Dans chaque effet se retrouvent les causes, de même que les causes dans leur infini mélange produisent des conséquences analogues. On est donc étonné d’avoir à constater que l’Espagne, quoique diminuant très rapidement en population, en prospérité matérielle, et n’ayant plus guère en dehors de ses prêtres, de ses soldats et de ses fonctionnaires que des vagabonds et des mendiants, eût encore en cette période de décadence une admirable floraison d’écrivains et d’artistes. Plusieurs des premiers d’entre les Espagnols et d’entre les hommes de tous les temps, Cervantes, Lope de Vega, Calderon de la Barca, Antonio de Herrera, Ribera, Zurbaran, Velasquez et Murillo, Camoëns appartiennent à cette lamentable époque de compression dans laquelle plusieurs de ces personnages durent s’abaisser jusqu’à devenir « familiers », c’est-à-dire policiers de l’Inquisition.
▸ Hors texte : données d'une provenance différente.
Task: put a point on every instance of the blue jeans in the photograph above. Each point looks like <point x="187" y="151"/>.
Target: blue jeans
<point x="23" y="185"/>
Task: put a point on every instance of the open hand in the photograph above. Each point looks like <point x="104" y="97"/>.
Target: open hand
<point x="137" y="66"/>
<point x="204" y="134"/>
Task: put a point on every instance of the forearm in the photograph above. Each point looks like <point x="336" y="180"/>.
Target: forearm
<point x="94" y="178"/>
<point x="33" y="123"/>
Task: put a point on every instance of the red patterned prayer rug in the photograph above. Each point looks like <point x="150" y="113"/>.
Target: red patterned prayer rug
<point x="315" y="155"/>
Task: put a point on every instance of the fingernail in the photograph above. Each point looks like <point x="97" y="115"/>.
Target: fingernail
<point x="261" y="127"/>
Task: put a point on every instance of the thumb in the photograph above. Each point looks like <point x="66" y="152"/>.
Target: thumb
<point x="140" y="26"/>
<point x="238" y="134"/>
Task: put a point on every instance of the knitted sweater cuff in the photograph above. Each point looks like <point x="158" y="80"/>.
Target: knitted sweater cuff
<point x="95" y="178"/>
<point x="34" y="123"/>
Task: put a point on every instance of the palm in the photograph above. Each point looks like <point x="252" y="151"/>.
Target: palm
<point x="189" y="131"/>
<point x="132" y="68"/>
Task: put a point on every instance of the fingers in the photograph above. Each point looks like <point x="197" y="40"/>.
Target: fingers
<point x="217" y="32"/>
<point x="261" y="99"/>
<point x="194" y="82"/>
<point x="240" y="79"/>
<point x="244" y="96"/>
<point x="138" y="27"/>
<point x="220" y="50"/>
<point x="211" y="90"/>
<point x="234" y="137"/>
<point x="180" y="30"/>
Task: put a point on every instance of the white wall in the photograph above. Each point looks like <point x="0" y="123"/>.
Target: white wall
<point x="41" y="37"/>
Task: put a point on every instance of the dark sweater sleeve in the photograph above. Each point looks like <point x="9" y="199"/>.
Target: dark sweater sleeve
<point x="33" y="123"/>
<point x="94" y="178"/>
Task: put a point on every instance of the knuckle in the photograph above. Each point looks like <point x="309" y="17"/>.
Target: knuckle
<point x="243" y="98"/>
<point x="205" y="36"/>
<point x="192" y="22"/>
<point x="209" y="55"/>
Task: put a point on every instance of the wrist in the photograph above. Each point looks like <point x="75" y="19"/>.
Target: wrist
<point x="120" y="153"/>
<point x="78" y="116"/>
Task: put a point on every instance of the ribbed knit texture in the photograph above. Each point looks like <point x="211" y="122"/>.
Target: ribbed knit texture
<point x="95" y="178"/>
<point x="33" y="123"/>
Quoique souillés par l’exercice d’un pareil métier, ces hommes furent grands. C’est que l’élan reçu pendant la génération précédente, lorsque l’Espagne apparut soudain la première parmi les nations et que s’accomplirent les prodiges de la découverte du Nouveau Monde, avait suffi pour susciter jusque dans le siècle suivant toute une pléiade de génies ayant la fierté, le langage et l’allure dignes de la race ; consciente de son antique héroïsme, tant de fois éprouvé, l’Ibérie célébrait après coup, et même en un siècle d’abaissement, tout ce qu’elle avait voulu, achevé et pressenti de grand et de beau.

Au moment où, se sentant mourir, le peuple se redressait dans sa plus noble attitude, il chantait son hymne de gloire, celui que l’on

  1. Ed. Ditte. Questions diplomatiques et coloniales, 1901.